Однако из этого перемирия стала вырисовываться определенная форма отношений. Разумеется, обеспокоенность все еще присутствовала в ее мыслях, в отдельные моменты она все еще безуспешно искала возможность избавиться от постоянной охраны, но в то же время Габриэль открыла для себя нечто важное, составлявшее существенную особенность каперского судна Рапаса.

Прежде всего она обнаружила уважение и преданность членов команды своему капитану. Было очевидно, что каждое утро матросы по очереди отправлялись на Гранде-Терре, стремясь создать точно рассчитанное впечатление всеобщей радости по поводу затянувшегося отдыха… хотя на самом корабле все прекрасно понимали, что это делается для отвода глаз.

Казалось, каждый человек понимал и принимал отведенную ему роль в этой долгой и опасной скрытой игре. Все знали, что одна-единственная ошибка может привести к провалу важного дела. Она судила об этом по обрывкам отдельных разговоров, которые могла слышать, когда матросы проходили по коридору мимо ее двери, или на палубе во время прогулок.

Во-вторых, казалось, что у каждого члена команды было свое личное отношение к той цели, которую преследовал капитан Роган. Смущало лишь, что всех их объединила общая решимость уничтожить ее отца.

В-третьих, она скоро убедилась, что вопреки байкам о зверствах пиратов, которые шепотом передавались в монастыре, на корабле не было ни единого человека, открыто проявившего недоброжелательность в отношении нее.

Разумеется, она чувствовала себя не вполне комфортно с некоторыми звероподобными типами, которые встречались среди членов команды. К примеру, одноглазый пират Дермот так ни разу и не улыбнулся ей и даже не произнес ни одного дружелюбного слова. Другие охранники, приставленные к ней в отсутствие капитана, имели такой же жуткий вид и грубый язык и не предпринимали ни малейших попыток наладить дружеские отношения. Она была уверена, что любой шаг к бегству будет пресечен с применением силы, вместе с тем Габриэль не сомневалась, что ей лично ничто не угрожает.

Наконец, она чувствовала, что все на корабле с одинаковым нетерпением ожидают, когда план Рогана, каков бы он ни был, будет доведен до логического конца.

Все эти умозаключения хотя и помогали поддерживать душевное спокойствие, но не избавляли от тягостного ощущения насильственной изоляции.

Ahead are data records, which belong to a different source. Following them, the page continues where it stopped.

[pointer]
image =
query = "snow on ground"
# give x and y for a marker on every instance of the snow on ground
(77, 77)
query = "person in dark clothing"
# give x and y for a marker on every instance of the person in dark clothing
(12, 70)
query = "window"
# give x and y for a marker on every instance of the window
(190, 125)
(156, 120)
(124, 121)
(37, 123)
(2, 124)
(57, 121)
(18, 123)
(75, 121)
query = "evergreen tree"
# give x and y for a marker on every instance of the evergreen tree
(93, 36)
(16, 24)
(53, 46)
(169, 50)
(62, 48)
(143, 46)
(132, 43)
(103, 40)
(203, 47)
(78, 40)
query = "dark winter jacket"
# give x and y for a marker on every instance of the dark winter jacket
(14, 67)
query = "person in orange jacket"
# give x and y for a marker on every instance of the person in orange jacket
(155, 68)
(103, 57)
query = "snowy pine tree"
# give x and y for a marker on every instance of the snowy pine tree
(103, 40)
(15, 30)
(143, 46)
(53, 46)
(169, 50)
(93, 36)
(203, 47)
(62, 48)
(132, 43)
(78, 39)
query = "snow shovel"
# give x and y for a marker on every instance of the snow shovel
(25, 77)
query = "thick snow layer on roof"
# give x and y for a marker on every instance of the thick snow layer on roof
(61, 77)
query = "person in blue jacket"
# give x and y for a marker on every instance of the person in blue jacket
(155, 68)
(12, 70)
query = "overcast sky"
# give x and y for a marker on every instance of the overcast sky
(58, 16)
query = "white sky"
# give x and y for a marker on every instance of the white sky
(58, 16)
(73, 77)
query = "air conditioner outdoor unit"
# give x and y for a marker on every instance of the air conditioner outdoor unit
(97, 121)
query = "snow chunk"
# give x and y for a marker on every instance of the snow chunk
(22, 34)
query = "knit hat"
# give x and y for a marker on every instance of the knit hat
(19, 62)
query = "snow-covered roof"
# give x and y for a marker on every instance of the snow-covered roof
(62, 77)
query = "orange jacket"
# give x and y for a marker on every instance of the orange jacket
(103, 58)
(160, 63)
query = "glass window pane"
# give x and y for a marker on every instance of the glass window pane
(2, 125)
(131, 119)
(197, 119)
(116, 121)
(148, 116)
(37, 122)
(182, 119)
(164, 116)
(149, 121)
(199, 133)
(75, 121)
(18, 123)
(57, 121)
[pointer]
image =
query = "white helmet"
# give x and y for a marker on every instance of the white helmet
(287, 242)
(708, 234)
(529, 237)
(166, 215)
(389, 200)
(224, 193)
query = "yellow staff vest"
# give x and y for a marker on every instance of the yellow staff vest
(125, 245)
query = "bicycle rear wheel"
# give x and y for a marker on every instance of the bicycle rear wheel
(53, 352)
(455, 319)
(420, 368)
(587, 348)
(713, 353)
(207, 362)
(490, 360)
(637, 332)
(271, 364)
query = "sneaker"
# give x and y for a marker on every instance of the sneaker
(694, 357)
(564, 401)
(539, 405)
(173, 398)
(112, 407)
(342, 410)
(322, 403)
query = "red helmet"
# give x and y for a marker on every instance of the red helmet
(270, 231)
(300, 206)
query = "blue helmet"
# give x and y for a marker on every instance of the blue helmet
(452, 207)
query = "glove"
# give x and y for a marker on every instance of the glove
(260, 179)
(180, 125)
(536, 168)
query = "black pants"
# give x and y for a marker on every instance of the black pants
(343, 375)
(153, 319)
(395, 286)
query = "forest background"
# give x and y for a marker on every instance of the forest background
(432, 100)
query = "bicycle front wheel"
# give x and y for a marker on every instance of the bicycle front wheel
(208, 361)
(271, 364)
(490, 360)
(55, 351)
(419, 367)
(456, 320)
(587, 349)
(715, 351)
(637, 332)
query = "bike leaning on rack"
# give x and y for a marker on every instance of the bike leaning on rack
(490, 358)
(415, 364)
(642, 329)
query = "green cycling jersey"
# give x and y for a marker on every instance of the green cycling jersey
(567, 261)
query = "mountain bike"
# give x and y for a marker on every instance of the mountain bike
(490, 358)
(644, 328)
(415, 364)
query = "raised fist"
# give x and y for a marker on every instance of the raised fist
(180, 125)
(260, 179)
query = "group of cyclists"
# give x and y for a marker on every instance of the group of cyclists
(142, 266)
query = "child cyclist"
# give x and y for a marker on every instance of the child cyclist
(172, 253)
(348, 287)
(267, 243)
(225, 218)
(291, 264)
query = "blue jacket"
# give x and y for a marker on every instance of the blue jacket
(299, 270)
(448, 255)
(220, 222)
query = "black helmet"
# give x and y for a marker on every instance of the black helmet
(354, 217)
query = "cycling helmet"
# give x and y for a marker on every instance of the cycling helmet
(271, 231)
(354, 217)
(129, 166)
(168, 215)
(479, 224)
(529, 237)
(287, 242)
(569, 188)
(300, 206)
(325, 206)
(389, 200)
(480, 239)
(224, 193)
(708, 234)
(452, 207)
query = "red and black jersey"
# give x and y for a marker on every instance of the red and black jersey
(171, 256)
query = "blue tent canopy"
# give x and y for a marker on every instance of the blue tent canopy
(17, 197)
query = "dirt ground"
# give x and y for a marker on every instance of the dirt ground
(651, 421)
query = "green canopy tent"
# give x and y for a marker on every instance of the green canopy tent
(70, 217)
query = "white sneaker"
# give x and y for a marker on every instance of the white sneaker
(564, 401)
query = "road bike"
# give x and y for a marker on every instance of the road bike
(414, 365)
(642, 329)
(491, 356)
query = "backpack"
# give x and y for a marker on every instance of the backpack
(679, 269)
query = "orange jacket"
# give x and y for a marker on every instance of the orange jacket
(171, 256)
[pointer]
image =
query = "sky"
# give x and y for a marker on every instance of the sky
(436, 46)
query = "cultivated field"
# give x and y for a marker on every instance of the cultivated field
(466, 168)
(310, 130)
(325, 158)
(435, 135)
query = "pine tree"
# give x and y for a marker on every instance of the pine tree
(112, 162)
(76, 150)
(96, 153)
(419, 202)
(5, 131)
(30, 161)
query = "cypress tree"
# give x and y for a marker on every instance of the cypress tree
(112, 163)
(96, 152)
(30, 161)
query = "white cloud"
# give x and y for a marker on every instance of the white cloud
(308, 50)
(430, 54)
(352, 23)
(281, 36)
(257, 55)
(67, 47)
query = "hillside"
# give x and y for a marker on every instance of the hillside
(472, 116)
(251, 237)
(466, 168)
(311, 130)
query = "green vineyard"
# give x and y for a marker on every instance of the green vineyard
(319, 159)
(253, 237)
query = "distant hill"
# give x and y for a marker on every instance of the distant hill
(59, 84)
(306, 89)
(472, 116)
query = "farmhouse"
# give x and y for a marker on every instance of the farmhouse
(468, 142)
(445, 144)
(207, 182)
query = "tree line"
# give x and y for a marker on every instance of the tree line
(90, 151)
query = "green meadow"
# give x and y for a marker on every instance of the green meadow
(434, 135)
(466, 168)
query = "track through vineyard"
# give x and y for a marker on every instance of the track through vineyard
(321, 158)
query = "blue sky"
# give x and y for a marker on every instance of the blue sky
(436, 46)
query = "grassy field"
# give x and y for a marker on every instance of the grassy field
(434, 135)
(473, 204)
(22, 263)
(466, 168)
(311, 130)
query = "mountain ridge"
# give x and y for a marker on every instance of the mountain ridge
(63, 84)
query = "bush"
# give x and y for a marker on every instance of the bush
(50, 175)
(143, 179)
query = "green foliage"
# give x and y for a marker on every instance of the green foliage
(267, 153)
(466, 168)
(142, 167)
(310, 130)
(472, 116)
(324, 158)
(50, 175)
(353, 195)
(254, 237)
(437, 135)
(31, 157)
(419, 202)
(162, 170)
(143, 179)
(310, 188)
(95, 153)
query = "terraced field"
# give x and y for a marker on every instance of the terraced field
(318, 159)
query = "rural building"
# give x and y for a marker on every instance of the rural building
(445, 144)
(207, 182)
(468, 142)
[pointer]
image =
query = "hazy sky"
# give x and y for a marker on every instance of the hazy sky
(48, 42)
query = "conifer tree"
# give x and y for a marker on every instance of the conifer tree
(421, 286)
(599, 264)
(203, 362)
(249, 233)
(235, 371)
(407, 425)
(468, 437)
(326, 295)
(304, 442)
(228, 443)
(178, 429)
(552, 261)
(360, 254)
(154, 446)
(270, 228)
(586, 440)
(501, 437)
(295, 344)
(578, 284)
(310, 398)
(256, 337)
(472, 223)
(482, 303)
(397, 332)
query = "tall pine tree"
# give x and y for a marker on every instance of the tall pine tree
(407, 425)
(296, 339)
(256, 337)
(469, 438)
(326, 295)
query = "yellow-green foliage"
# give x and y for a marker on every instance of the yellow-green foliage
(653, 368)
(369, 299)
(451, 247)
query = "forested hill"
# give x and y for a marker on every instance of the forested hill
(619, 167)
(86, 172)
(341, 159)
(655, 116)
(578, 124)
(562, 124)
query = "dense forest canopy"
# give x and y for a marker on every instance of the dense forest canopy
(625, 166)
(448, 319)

Она согласилась с тем, чтобы во время утренних визитов, Рогана на остров оставаться целиком на попечении Бертрана. Габриэль уже чувствовала себя с молодым изувеченным моряком вполне непринужденно, так как крайняя неразговорчивость не мешала ему оставаться неизменно учтивым. Она быстро поняла, что за этой учтивостью скрывается человек с твердым характером, не располагающим к тому, чтобы взять над ним верх. Габриэль вспомнила тот день, когда в разговоре с Бертраном она впервые назвала капитана Роганом. Его обычно бесстрастное лицо тут же преобразилось от шока и стремительно повернулось в ее сторону. Габриэль поразило также то странное тепло, разлившееся по ней при мысли, что Роган до этого мало кому открывал свое настоящее имя.

Она должна была признать, что, хотя осторожность по-прежнему превалировала в отношениях с ней, обстановка во многом стала более терпимой. Она потребовала сменить ей одежду и тут же получила новый комплект чистой и более удобной матросской формы. Проснувшись на другое утро, она нашла на столе щетку, а затем была удивлена, когда в дверях каюты появился Бертран и сказал, что капитан приказал вывести ее на палубу подышать свежим воздухом.